For some properties that need to appear in all events, you can call the set_super_propertiesto set the public event properties. We recommend that you set the public event properties before sending the event.

# Set Common Event Properties
super_properties = {
    "server_version":"1.2.3",
    "server_name":"A1001"
}
ta.set_super_properties(super_properties)

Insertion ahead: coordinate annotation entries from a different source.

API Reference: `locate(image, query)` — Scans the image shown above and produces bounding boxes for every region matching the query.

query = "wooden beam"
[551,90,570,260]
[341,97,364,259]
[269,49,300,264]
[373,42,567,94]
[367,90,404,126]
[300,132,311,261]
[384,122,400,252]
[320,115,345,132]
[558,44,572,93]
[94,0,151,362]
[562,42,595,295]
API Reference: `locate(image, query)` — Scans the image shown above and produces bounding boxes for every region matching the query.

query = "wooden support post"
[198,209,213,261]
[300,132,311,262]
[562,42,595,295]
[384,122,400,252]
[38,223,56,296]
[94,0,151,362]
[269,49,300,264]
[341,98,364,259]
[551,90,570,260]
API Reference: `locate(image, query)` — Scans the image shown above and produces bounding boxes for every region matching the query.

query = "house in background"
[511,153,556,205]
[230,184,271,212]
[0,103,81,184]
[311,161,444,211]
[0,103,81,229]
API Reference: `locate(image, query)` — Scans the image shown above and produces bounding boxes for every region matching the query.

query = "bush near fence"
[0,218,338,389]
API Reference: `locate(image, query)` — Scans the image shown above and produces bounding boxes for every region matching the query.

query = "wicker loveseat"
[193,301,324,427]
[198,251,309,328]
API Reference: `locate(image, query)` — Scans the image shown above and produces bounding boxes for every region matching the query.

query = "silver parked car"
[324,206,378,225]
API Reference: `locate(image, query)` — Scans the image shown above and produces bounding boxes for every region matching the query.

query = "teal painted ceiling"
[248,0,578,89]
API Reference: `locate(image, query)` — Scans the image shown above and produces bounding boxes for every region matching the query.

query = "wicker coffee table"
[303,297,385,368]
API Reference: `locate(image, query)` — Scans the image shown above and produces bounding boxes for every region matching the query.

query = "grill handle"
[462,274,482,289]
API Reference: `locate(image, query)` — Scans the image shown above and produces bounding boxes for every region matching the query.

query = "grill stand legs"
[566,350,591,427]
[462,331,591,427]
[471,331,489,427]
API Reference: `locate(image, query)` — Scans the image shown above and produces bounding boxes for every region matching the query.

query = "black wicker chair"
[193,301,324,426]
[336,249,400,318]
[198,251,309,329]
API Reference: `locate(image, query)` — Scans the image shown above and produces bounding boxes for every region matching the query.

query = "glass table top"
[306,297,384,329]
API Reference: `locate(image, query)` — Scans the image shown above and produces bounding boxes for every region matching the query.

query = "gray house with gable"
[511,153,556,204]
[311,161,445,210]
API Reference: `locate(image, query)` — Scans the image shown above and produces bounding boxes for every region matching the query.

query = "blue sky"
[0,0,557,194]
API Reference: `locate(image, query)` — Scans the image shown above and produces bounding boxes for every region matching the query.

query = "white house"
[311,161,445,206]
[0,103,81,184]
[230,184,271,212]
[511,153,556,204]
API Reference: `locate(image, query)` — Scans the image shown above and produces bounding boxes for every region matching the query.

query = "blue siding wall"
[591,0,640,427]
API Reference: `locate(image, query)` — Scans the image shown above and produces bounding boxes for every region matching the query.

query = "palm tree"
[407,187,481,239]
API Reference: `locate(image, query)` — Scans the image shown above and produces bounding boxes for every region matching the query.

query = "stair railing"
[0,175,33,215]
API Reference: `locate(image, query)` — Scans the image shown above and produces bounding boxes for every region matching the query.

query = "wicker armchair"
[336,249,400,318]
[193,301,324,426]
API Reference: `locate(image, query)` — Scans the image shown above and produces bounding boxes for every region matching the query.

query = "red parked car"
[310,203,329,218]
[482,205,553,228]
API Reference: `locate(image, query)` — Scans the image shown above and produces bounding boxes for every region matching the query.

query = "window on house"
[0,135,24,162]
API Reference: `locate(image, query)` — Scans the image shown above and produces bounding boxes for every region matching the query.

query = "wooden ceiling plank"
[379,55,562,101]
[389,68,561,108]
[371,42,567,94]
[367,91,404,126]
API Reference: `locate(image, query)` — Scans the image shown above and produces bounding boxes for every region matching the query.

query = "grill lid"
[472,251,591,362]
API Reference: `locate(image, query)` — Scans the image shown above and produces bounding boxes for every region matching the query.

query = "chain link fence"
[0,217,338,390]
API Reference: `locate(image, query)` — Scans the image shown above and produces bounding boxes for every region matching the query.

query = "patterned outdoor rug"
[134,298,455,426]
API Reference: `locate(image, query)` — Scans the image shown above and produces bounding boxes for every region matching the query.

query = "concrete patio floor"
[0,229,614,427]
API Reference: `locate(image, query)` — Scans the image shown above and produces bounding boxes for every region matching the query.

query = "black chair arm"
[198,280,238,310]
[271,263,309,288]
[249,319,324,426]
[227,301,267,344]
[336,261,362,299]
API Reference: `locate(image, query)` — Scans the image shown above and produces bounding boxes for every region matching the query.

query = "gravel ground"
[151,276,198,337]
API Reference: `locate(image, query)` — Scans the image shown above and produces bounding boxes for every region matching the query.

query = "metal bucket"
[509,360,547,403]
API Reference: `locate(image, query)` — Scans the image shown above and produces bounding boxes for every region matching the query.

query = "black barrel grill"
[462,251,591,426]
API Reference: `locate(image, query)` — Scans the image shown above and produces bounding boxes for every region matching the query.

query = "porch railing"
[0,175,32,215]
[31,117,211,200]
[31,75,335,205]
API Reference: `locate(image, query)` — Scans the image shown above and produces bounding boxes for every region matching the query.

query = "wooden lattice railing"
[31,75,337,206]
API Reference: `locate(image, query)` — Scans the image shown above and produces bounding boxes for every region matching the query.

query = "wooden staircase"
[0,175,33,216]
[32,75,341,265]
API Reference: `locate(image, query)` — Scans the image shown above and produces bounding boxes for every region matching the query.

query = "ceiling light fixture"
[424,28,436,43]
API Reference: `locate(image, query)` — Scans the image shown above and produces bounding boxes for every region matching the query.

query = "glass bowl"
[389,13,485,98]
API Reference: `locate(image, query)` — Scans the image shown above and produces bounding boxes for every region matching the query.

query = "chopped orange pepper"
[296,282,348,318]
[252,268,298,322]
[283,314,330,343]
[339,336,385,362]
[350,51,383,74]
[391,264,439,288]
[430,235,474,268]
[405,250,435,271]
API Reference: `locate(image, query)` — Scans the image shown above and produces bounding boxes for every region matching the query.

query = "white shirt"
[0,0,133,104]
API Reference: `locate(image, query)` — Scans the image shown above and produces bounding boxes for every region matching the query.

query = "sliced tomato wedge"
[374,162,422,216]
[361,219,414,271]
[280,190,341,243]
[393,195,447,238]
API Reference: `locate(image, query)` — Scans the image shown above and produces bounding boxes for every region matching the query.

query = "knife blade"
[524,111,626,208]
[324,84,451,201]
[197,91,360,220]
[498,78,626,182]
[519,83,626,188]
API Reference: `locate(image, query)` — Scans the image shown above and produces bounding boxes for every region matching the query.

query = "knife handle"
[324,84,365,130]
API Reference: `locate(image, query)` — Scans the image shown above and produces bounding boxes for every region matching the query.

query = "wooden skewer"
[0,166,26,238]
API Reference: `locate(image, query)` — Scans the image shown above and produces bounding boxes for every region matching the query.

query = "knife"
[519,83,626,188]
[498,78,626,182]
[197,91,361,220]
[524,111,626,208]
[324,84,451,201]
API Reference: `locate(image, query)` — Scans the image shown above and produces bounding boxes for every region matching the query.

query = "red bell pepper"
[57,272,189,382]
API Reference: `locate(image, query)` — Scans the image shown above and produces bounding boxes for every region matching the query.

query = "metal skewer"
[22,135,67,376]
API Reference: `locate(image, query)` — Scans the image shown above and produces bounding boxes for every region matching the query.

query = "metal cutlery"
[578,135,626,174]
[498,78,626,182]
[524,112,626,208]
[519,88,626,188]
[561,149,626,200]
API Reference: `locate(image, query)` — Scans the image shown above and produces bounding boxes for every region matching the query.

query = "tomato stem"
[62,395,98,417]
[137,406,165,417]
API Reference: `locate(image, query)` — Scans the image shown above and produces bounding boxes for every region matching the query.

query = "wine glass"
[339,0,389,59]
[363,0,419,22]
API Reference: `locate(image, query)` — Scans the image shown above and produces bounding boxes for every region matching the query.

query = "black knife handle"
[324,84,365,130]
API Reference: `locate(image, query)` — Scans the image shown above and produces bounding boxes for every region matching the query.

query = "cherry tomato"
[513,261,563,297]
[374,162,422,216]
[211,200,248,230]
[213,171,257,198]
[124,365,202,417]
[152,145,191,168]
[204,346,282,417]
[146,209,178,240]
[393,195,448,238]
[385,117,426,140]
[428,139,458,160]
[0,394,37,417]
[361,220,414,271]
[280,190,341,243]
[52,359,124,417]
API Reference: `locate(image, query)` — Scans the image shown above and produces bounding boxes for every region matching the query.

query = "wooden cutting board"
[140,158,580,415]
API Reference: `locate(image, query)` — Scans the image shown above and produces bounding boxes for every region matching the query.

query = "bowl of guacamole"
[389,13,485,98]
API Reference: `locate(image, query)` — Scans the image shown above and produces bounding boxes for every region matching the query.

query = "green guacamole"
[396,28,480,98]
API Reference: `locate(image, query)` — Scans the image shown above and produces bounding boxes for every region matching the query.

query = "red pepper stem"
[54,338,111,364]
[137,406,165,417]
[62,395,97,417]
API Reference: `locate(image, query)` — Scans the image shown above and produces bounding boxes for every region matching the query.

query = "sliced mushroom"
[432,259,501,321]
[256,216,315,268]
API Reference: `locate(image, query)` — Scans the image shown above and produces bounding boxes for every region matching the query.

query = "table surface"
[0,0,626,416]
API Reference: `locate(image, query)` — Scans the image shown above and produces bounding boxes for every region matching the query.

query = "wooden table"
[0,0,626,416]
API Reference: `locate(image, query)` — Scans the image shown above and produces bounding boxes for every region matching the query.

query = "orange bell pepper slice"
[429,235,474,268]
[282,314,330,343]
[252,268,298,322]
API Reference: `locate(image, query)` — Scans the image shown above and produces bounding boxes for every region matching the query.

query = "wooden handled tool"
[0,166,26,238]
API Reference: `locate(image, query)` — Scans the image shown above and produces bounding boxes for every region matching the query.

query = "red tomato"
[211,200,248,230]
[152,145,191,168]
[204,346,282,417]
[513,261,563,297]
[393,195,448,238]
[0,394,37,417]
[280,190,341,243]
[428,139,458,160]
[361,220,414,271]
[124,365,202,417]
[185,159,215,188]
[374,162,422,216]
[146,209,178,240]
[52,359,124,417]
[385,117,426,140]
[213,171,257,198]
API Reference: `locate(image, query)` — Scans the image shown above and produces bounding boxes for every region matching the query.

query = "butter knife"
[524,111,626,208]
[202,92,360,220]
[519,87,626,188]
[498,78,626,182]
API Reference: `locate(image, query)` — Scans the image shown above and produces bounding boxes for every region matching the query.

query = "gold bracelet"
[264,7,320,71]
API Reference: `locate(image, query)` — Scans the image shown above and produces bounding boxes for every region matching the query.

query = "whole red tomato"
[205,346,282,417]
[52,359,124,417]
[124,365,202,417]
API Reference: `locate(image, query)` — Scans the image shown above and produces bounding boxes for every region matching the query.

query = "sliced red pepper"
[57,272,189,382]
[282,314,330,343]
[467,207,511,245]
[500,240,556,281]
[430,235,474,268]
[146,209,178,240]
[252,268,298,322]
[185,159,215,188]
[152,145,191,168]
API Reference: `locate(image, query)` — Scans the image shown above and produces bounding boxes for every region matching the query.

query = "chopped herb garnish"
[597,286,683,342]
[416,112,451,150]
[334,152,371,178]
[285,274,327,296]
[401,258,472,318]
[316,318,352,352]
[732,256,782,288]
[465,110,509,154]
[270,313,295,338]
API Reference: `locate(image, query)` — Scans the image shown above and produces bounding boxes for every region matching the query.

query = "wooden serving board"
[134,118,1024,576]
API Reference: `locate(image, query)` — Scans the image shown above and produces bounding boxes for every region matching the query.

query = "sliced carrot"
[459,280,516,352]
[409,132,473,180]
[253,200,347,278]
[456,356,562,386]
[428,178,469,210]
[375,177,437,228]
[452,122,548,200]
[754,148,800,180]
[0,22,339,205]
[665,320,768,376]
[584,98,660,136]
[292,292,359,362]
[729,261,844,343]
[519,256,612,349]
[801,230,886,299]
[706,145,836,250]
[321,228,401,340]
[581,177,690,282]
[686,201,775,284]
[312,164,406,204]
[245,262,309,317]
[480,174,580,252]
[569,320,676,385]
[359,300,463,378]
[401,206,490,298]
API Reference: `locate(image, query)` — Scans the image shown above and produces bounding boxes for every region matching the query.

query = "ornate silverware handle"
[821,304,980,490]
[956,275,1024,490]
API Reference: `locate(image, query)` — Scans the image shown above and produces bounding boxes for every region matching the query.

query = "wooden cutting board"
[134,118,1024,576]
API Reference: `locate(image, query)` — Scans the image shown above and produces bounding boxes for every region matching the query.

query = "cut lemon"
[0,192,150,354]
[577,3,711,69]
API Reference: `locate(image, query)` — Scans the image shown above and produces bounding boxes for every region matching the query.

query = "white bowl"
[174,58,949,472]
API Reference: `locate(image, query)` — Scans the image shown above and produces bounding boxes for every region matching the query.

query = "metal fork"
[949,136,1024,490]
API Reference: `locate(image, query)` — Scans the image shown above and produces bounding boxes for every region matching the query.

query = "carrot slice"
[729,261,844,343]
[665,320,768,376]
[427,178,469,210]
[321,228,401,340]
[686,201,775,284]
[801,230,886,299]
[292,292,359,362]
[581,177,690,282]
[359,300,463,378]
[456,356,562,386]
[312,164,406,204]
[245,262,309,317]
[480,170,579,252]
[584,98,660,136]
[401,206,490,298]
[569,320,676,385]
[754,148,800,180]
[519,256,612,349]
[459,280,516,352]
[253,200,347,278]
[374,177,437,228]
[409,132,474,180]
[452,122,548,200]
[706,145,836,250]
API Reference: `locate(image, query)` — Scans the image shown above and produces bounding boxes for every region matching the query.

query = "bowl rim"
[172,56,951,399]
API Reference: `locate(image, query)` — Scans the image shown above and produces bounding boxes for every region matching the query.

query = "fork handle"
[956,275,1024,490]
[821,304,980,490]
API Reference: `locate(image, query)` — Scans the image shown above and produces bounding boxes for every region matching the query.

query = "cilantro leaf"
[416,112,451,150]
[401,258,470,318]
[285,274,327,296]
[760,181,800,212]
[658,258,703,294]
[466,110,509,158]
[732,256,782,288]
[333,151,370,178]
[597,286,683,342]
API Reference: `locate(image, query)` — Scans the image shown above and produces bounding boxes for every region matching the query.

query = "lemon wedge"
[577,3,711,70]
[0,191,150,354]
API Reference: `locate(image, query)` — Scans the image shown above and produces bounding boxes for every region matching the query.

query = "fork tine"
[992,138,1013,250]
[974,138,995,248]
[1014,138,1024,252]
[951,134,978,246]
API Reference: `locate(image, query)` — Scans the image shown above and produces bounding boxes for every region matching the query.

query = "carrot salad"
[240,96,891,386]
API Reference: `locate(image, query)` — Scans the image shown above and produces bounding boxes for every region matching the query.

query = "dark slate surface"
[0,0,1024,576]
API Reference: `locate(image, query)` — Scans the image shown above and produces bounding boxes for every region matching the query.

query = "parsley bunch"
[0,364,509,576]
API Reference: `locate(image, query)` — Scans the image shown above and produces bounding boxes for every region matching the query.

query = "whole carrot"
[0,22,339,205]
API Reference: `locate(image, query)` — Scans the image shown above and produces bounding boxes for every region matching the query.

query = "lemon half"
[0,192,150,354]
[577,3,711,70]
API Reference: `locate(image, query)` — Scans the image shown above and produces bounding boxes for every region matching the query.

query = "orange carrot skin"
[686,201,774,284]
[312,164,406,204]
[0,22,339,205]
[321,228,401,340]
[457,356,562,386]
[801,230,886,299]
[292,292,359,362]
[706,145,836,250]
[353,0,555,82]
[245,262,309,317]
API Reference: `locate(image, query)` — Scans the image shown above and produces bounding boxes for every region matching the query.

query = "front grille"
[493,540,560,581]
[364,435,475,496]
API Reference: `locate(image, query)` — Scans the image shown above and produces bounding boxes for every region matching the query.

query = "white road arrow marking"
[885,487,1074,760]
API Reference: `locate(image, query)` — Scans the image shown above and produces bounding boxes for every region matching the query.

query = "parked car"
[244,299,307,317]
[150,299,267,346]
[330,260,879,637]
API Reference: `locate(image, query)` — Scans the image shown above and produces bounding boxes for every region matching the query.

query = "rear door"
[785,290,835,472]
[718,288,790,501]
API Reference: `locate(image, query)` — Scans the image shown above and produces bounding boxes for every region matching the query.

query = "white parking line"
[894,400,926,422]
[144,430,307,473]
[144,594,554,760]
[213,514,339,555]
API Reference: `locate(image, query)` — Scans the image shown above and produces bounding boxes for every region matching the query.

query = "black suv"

distinct_id = "ABCDEF123456"
account_id = "TA10001"
properties = {
    "Product_Name":"Product A",
    "Price":60
}

# Upload an event with the attributes of a common event and the event itself
try:
    ta.track(distinct_id,account_id,"Payment",properties)
except Exception as e:
    #handle exception
    print(e)
'''
Equivalent to performing the following operations
properties = {
    "server_version":"1.2.3",
    "server_name":"A1001",
    "Product_Name":"Product name A",
    "Price":60

try:
    ta.track(distinct_id,account_id,"Payment",properties)
except Exception as e:
    #handle exception
    print(e)
'''

The public event attribute is also a dictobject, where each element represents an attribute.
The value of Key is the name of the attribute, which is of type str. It is stipulated that it can only start with a letter, contain numbers, letters and underscore "_", and is up to 50 characters in length. It is not sensitive to case of letters.
Support str, int, float, bool, datetime.datetime, datetime.date, list

If you call set_super_propertiesset a previously set public event property, the previous property value is overwritten. If the public event property and the Key of a property in the trackupload event duplicate, the property of the event overrides the public event property:

super_properties = {
    "server_version":"1.2.3",
    "server_name":"A1001"
}
ta.set_super_properties(super_properties)

super_properties = {"server_name":"B9999"}

ta.set_super_properties(super_properties)
# At this point the value of "server" becomes "B9999"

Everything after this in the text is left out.